Onda de manifestações faz história e apresenta uma face até então pouco conhecida do Chile

Por Alan Melo

Clima hostil e de muita repressão. Essa é a realidade chilena desde o dia 18 de outubro, quando ocorreu a primeira das várias manifestações que vêm assolando o país. Os protestos decorrem de uma grande indignação do povo chileno, que teve como estopim a medida governamental para o aumento da passagem do metrô em 30 pesos, atingindo um valor de 830 pesos (por volta de R$ 4,70). Mas isso foi apenas o estopim, o Chile já passava por graves problemas sociais. 

Segundo o Programa das Nações Unidas para o Desenvolvimento (PNUD), o país é uma das nações mais desiguais do mundo. De acordo com o Instituto Nacional de Estatística do Chile, metade dos trabalhadores recebe um salário igual ou inferior a 400 mil pesos (R$2.280). No país, os 5% mais ricos da população têm renda 830 vezes maior do que os 5% mais pobres, e um a cada três maiores de 18 anos não tem condições de financiar seu própio de custo de vida.  

Luciana Serafim. Foto: Arquivo Pessoal

“Quando fui para o Chile, no começo desse ano, percebi que o país era um barril de pólvora que poderia explodir a qualquer momento.

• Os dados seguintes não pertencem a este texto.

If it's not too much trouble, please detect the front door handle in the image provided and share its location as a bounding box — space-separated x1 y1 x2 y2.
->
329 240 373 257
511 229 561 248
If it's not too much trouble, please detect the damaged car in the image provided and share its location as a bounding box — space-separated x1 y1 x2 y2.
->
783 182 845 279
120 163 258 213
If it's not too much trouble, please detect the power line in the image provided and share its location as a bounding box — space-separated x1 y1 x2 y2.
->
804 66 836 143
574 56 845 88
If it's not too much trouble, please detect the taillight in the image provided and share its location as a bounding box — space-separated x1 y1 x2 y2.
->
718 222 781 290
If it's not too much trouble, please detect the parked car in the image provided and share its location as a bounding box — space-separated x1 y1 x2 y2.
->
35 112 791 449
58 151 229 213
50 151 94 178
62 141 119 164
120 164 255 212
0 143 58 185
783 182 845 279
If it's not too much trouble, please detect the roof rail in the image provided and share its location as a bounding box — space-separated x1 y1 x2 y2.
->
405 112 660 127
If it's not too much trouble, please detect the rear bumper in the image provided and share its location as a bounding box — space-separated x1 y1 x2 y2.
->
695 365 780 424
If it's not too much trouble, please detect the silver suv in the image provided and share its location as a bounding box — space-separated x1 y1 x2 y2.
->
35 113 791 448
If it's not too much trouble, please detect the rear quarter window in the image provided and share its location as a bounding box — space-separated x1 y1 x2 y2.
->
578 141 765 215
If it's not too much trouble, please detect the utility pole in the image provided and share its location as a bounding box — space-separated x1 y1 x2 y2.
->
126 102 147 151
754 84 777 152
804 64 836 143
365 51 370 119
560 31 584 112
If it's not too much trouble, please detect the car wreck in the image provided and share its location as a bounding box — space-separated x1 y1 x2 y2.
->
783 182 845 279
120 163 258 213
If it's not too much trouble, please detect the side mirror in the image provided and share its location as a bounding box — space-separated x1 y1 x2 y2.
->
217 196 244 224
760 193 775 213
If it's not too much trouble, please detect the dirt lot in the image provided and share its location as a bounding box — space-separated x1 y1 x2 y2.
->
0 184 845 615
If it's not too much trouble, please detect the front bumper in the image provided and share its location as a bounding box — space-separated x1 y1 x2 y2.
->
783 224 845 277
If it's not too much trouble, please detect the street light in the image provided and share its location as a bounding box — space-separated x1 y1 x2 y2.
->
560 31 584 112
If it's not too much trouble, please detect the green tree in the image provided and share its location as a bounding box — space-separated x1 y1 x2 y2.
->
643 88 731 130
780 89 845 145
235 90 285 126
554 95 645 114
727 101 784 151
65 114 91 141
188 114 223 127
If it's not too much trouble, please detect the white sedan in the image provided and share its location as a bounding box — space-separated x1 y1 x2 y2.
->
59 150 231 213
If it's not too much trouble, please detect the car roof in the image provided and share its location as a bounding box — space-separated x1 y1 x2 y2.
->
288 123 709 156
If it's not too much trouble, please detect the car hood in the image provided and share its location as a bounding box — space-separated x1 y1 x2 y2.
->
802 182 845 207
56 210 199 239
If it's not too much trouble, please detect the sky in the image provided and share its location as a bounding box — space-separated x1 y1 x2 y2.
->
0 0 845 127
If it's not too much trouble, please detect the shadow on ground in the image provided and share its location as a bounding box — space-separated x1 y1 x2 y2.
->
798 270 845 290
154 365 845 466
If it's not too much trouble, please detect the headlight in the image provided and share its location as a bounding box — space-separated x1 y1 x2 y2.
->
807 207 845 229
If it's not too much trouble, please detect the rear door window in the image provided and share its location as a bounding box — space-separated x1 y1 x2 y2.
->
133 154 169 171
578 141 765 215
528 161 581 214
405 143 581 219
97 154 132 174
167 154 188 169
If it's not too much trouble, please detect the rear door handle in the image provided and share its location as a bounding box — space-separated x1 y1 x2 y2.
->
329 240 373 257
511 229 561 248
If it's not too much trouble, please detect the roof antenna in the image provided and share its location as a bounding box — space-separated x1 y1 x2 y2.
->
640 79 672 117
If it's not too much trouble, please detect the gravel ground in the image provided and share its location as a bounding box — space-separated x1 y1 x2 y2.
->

Notei que os preços aumentaram de forma exorbitante em relação a outros anos que tinha viajado para o país como turista e que o clima de Santiago era muito nervoso”, afirmou a jornalista brasileira Luciana Serafim, 34, que se mudou para o país chileno no começo desse ano, mas já retornou ao Brasil em agosto. Para ela, os protestos são extremamente necessários devido ao colapso social que o Chile sofre. “As manifestações são totalmente válidas, se estivesse lá estaria participando de várias. O povo, inclusive, já conseguiu reverter algumas decisões do governo”, declarou. 

As manifestações vieram com intuito de expor ao mundo estes problemas que o povo chileno vem enfrentando. O número de manifestantes é histórico. No dia 25 de outubro, aconteceu o maior protesto desde o fim da ditadura de Pinochet, em 1990. Segundo a mídia local, mais de 1,2 milhão de pessoas se concentraram na Plaza Italia, em Santiago. A maior manifestação da história do Chile em um regime “democrático”.

Toda essa revolta teve como marco revolucionário a derrubada do monumento do colonizador espanhol Francisco de Aguirre e substituição pelo busto de Milanka, uma liderança indígena do povo Diaguita. O acontecimento pode ser interpretado como a insurgência do povo chileno, disposto a cortar as raízes coloniais que se perduram até os dias atuais no país. 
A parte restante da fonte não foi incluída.